Email: emasry@iugaza.mail.edu.ps

Copyright © 2014 by author and Scientific Research Publishing Inc.

This work is licensed under the Creative Commons Attribution International License (CC BY).

http://creativecommons.org/licenses/by/4.0/

Received 2 March 2014; revised 9 April 2014; accepted 22 April 2014

ABSTRACT

Transportation consumes for about 27% of total energy. Almost 100% of the energy used for propelling transport vehicles is derived from petroleum resources. In Gaza Strip and West Bank, transportation consumes about 60% of the total amount of imported fuel. The traffic congestion has a negative impact significantly on the environment because of the increased amount of fuel consumption and thus emissions of pollutants from vehicles. Serious traffic congestion is concentrated in the middle part of Gaza City, especially in major arterial roads such as Eljalaa Road. The congestion comes into view clearly in the segment of the street which consists of 5 consecutive signalized intersections. What makes the congestion even worse is the non-efficient traffic signal control; where each intersection is treated in isolation. The key solution to reduce the congestion and to save energy is to use signal coordination. Therefore, this study aims to redesign and coordinate the traffic signals along Eljalaa road using TRANSYT-7F Model. It aims also to compare between the traffic performance and the fuel consumption of the coordinated signals and the existing uncoordinated ones. The analysis and design are based on geometric data and manual traffic count. The results of comparison show a remarkable improvement of the traffic performance and energy saving of the studied area. There was a reduction of travel time, delay, stops and fuel consumption by 44%, 56%, 25% and 31% respectively. The level of service has been improved from F to D. Thus, it is recommended that signal coordination should be carried out at all arterial roads in Gaza city.
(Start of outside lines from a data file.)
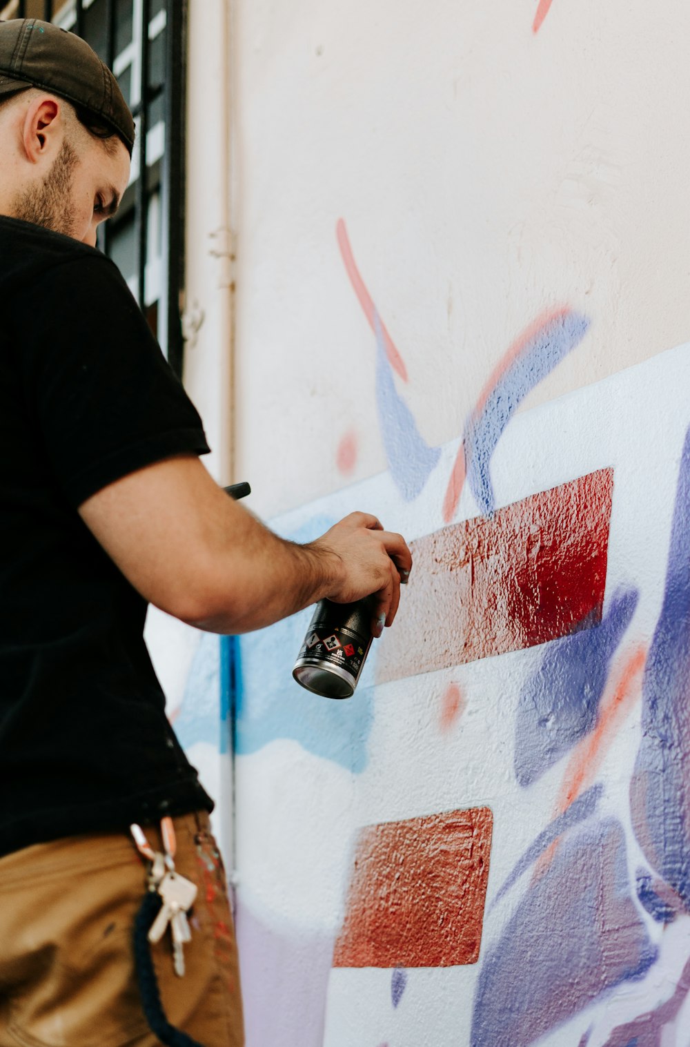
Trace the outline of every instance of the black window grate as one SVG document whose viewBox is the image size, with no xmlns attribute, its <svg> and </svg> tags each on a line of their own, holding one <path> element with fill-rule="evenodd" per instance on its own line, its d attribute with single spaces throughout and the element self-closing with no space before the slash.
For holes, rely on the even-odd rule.
<svg viewBox="0 0 690 1047">
<path fill-rule="evenodd" d="M 136 177 L 101 226 L 98 246 L 119 265 L 181 375 L 186 0 L 18 0 L 5 17 L 65 25 L 118 77 L 137 126 Z"/>
</svg>

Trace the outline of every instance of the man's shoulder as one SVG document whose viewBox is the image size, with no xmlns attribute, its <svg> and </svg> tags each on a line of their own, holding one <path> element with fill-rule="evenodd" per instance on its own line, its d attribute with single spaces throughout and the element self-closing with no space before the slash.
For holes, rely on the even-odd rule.
<svg viewBox="0 0 690 1047">
<path fill-rule="evenodd" d="M 40 225 L 0 215 L 0 293 L 13 294 L 50 270 L 70 263 L 116 270 L 108 259 L 79 240 Z"/>
</svg>

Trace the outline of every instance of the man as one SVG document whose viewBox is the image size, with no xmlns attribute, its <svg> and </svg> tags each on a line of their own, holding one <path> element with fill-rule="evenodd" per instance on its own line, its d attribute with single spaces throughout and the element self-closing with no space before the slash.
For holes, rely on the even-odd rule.
<svg viewBox="0 0 690 1047">
<path fill-rule="evenodd" d="M 380 633 L 411 566 L 362 513 L 284 541 L 199 462 L 201 421 L 94 249 L 133 143 L 83 41 L 0 23 L 0 1047 L 172 1042 L 135 978 L 146 870 L 128 834 L 173 850 L 170 817 L 201 889 L 181 981 L 170 936 L 153 946 L 163 1009 L 184 1042 L 243 1042 L 213 803 L 164 715 L 147 602 L 226 633 L 375 593 Z"/>
</svg>

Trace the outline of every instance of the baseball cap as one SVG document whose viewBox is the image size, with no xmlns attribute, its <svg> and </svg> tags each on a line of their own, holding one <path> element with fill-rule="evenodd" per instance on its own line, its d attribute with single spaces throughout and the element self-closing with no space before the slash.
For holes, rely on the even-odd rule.
<svg viewBox="0 0 690 1047">
<path fill-rule="evenodd" d="M 86 109 L 134 147 L 134 120 L 119 84 L 85 40 L 38 18 L 0 22 L 0 101 L 38 87 Z"/>
</svg>

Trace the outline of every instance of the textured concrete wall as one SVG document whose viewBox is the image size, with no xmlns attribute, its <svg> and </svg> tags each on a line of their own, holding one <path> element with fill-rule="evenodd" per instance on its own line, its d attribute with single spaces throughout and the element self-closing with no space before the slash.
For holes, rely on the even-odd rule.
<svg viewBox="0 0 690 1047">
<path fill-rule="evenodd" d="M 416 556 L 351 699 L 309 611 L 178 688 L 209 775 L 237 707 L 248 1047 L 690 1045 L 689 30 L 233 5 L 235 476 Z"/>
</svg>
Keywords:Energy Saving, Congestion, Signal Coordination, TRANSYT-7F

1. Introduction

Transportation consumes for about 27% of total energy. Almost 100% of the energy used for propelling transport vehicles is derived from petroleum resources. Over 50% of all petroleum products consumed in the United States are for transportation purposes [1] . In Gaza Strip and West Bank, transportation consumes about 60% of the total amount of imported fuel [2] .
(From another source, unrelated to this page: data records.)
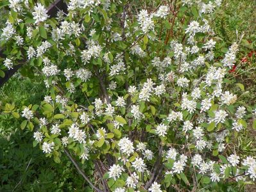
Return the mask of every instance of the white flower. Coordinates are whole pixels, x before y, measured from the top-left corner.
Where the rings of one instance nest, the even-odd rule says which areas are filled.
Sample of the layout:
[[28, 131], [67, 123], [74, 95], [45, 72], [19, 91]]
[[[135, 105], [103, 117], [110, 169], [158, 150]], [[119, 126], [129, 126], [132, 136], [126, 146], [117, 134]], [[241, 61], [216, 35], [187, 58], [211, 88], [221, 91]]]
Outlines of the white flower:
[[160, 97], [160, 95], [166, 92], [166, 86], [164, 84], [162, 84], [160, 85], [157, 86], [154, 88], [155, 90], [155, 95]]
[[51, 96], [46, 96], [46, 97], [44, 97], [44, 100], [46, 101], [47, 103], [51, 103], [53, 101], [53, 100], [51, 99]]
[[50, 143], [44, 142], [44, 143], [42, 146], [42, 149], [43, 150], [43, 152], [46, 153], [46, 154], [51, 153], [53, 152], [54, 146], [55, 146], [54, 142], [51, 142]]
[[141, 151], [144, 151], [144, 150], [146, 150], [146, 145], [144, 144], [144, 143], [142, 143], [142, 142], [139, 142], [139, 143], [137, 145], [136, 148], [137, 148], [137, 151], [139, 151], [139, 152], [141, 152]]
[[96, 137], [98, 140], [104, 138], [107, 135], [107, 131], [104, 128], [101, 128], [97, 130]]
[[34, 7], [34, 12], [32, 12], [33, 19], [35, 20], [35, 23], [45, 21], [49, 15], [47, 14], [47, 10], [40, 3]]
[[194, 165], [198, 166], [203, 161], [203, 159], [200, 154], [195, 154], [192, 158], [191, 163]]
[[169, 114], [168, 117], [166, 119], [169, 122], [175, 121], [176, 120], [182, 121], [183, 120], [183, 114], [180, 111], [175, 112], [173, 111], [170, 114]]
[[177, 80], [177, 84], [178, 86], [185, 88], [189, 86], [189, 82], [190, 81], [187, 79], [186, 77], [180, 77]]
[[80, 116], [80, 120], [83, 124], [86, 125], [90, 122], [90, 118], [88, 113], [83, 112], [83, 114]]
[[13, 63], [10, 59], [6, 58], [4, 61], [4, 65], [7, 67], [8, 70], [11, 68], [13, 68], [12, 67], [13, 66]]
[[168, 10], [169, 9], [167, 6], [161, 5], [155, 15], [161, 18], [166, 18], [166, 16], [168, 15]]
[[193, 129], [193, 124], [190, 121], [187, 120], [184, 122], [182, 129], [183, 131], [186, 132], [187, 131]]
[[39, 118], [39, 124], [40, 128], [41, 128], [42, 126], [46, 125], [48, 124], [47, 119], [45, 117]]
[[209, 170], [209, 164], [207, 163], [203, 162], [199, 166], [199, 173], [201, 174], [205, 174], [207, 171]]
[[148, 191], [151, 192], [162, 192], [160, 187], [161, 185], [158, 184], [157, 182], [155, 181], [150, 186], [150, 188], [148, 189]]
[[78, 141], [80, 143], [85, 143], [86, 134], [83, 130], [80, 130], [78, 125], [73, 124], [69, 128], [69, 137]]
[[147, 159], [148, 161], [153, 159], [153, 152], [149, 149], [145, 150], [142, 154], [144, 156], [144, 157]]
[[114, 178], [114, 180], [116, 180], [119, 178], [122, 172], [124, 171], [123, 166], [119, 164], [114, 164], [108, 170], [109, 177], [110, 178]]
[[105, 109], [105, 114], [112, 116], [115, 112], [115, 108], [113, 107], [111, 104], [107, 103]]
[[176, 156], [177, 156], [177, 152], [175, 148], [170, 148], [167, 152], [166, 158], [173, 159], [173, 160], [176, 160]]
[[200, 113], [201, 113], [203, 111], [206, 111], [210, 108], [210, 107], [212, 106], [211, 100], [212, 100], [212, 99], [210, 97], [205, 98], [201, 100]]
[[235, 120], [232, 123], [232, 129], [235, 129], [237, 132], [243, 129], [243, 125]]
[[216, 124], [219, 122], [224, 123], [226, 120], [226, 116], [228, 116], [228, 113], [224, 110], [219, 110], [215, 112], [215, 117], [213, 119], [213, 121]]
[[255, 164], [256, 164], [256, 161], [251, 156], [248, 156], [242, 163], [244, 166], [251, 166]]
[[55, 65], [46, 65], [42, 69], [42, 72], [46, 76], [56, 76], [60, 72], [60, 70]]
[[127, 138], [121, 139], [118, 146], [121, 151], [128, 156], [134, 152], [133, 143]]
[[33, 57], [37, 55], [37, 52], [35, 52], [34, 48], [33, 48], [32, 46], [30, 46], [30, 47], [28, 47], [27, 54], [28, 54], [28, 58], [29, 60], [31, 59]]
[[115, 101], [117, 106], [124, 107], [126, 105], [123, 97], [118, 97], [117, 100]]
[[125, 192], [124, 188], [117, 188], [114, 191], [114, 192]]
[[182, 109], [183, 110], [187, 109], [189, 113], [194, 113], [196, 111], [196, 102], [193, 100], [189, 100], [187, 98], [182, 98]]
[[168, 127], [166, 125], [160, 124], [156, 128], [156, 133], [160, 136], [164, 137], [167, 134], [167, 129]]
[[25, 108], [22, 111], [22, 116], [26, 118], [28, 120], [30, 120], [33, 118], [33, 112], [32, 111], [30, 110], [28, 108]]
[[20, 35], [17, 35], [15, 36], [16, 38], [16, 43], [18, 45], [22, 45], [24, 42], [24, 39]]
[[138, 22], [144, 33], [154, 29], [154, 22], [152, 20], [152, 15], [149, 15], [147, 10], [142, 10], [141, 11], [138, 15]]
[[62, 143], [63, 146], [67, 147], [67, 143], [69, 143], [69, 138], [66, 136], [64, 136], [62, 138]]
[[207, 42], [206, 42], [203, 47], [203, 48], [205, 48], [206, 50], [209, 49], [212, 50], [214, 49], [215, 47], [215, 44], [216, 44], [216, 42], [214, 42], [212, 39], [210, 39]]
[[146, 165], [141, 158], [136, 157], [135, 160], [132, 163], [132, 164], [137, 172], [142, 172], [146, 170]]
[[136, 184], [139, 182], [139, 175], [133, 172], [131, 176], [128, 176], [126, 180], [126, 186], [128, 188], [136, 188]]
[[185, 29], [185, 33], [194, 35], [196, 33], [200, 32], [200, 25], [198, 22], [192, 20], [189, 23], [187, 28]]
[[9, 0], [9, 7], [13, 9], [15, 12], [20, 12], [22, 10], [21, 6], [21, 0]]
[[203, 131], [201, 127], [196, 127], [193, 129], [193, 136], [198, 140], [200, 139], [203, 136]]
[[215, 172], [213, 172], [210, 173], [210, 180], [212, 182], [219, 182], [220, 180], [219, 174]]
[[239, 156], [235, 154], [232, 154], [228, 157], [227, 159], [233, 166], [237, 166], [239, 163]]
[[53, 134], [60, 134], [61, 130], [60, 129], [60, 125], [58, 124], [53, 125], [51, 128], [51, 133]]
[[135, 120], [139, 120], [143, 114], [139, 111], [139, 106], [132, 105], [131, 113]]
[[71, 68], [67, 68], [64, 69], [64, 76], [67, 81], [69, 81], [70, 78], [74, 75], [74, 72]]
[[250, 175], [250, 178], [251, 178], [253, 181], [256, 179], [256, 164], [252, 164], [249, 166], [247, 171], [246, 175]]
[[83, 160], [88, 160], [89, 157], [89, 150], [87, 147], [85, 147], [83, 154], [81, 155], [80, 158]]
[[203, 140], [199, 140], [196, 141], [196, 148], [199, 150], [202, 150], [205, 148], [207, 145], [207, 143], [206, 143], [205, 141]]
[[136, 87], [135, 86], [130, 86], [128, 88], [128, 93], [130, 95], [133, 95], [135, 93], [136, 93], [137, 90]]
[[191, 96], [193, 98], [193, 99], [200, 99], [201, 97], [200, 88], [198, 87], [194, 88], [191, 93]]
[[228, 91], [222, 93], [221, 97], [222, 104], [230, 105], [235, 102], [237, 100], [237, 95], [230, 93]]
[[246, 113], [245, 108], [244, 106], [239, 106], [235, 115], [237, 118], [242, 118]]
[[175, 161], [173, 163], [173, 173], [177, 173], [178, 174], [182, 173], [183, 170], [184, 170], [184, 166], [185, 164], [183, 162], [180, 161]]
[[15, 34], [16, 31], [12, 24], [11, 24], [10, 22], [7, 22], [6, 24], [7, 24], [6, 26], [2, 29], [3, 33], [2, 35], [1, 35], [1, 38], [2, 39], [5, 39], [8, 40], [14, 34]]
[[85, 68], [80, 68], [76, 72], [76, 75], [78, 78], [80, 78], [83, 82], [86, 82], [90, 78], [92, 74], [90, 71]]
[[116, 83], [114, 81], [111, 81], [110, 83], [108, 85], [108, 90], [114, 90], [117, 88]]
[[33, 137], [35, 138], [35, 140], [39, 143], [42, 141], [43, 134], [41, 132], [37, 131], [34, 132]]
This study focuses on the center of the city of Gaza as a case study. Gaza is the largest governorate in the Gaza Strip, which has five governorates namely Gaza, Khan-Younis, Rafah, Middle and North. Gaza Strip has an area of 365 km2. It is a narrow coastal strip of land with a length of 40 km along the Mediterranean Sea in the northwest direction. It has 58 km borders with An-Naqav Desert to the east and south and 12 km with Egypt to the southwest. Most governmental and non-governmental organizations are located in Gaza city and concentrated in the middle part resulting in serious traffic congestion and therefore in increase of fuel consumption and emissions from vehicles, especially in major arterial roads such as Eljalaa St. This road is a principal arterial road connecting the southern part of Gaza city with the northern part. The congestion appears clearly in the segment which consists of 5 consecutive signalized intersections ([3] [4] ).

What makes the congestion worse is the non-efficient traffic signal control; where each intersection is treated in isolation. Furthermore, the timing setting is normally developed without proper calculations; it is usually assigned using experience which is not always the optimum solution. It is clear that the reduction of fuel consumption and vehicle emissions of polluting gases is an urgent need for environmental globally, as well as for people in Gaza Strip; especially since the Gaza Strip is suffering from a shortage of imported fuel and scarcity of energy resources. The key solution to reduce the congestion and to save energy is to arrange the green signal at the downstream signalized intersection to match with the platoon traffic flow arriving from the upstream signalized intersection. This arrangement is called signal coordination.

Given this context, the study aims to analyze the existing traffic situation and fuel consumption of the five consecutive uncoordinated signalized intersections located along Eljalaa Road. In addition, the study is also intended to redesign the timing settings of these signalized intersections so that the signals can be coordinated in a good manner. The proposed approach of traffic congestion is rarely discussed in Gaza Strip; therefore, this study is considered as the first of its type in Gaza Strip. The results of this study can improve the level of service of Eljalaa arterial; decrease delay; reduce vehicle emissions and fuel consumption; reduce driver aggravation related to unnecessary stops that may cause accidents; and enable traffic signals to communicate correctly with each other.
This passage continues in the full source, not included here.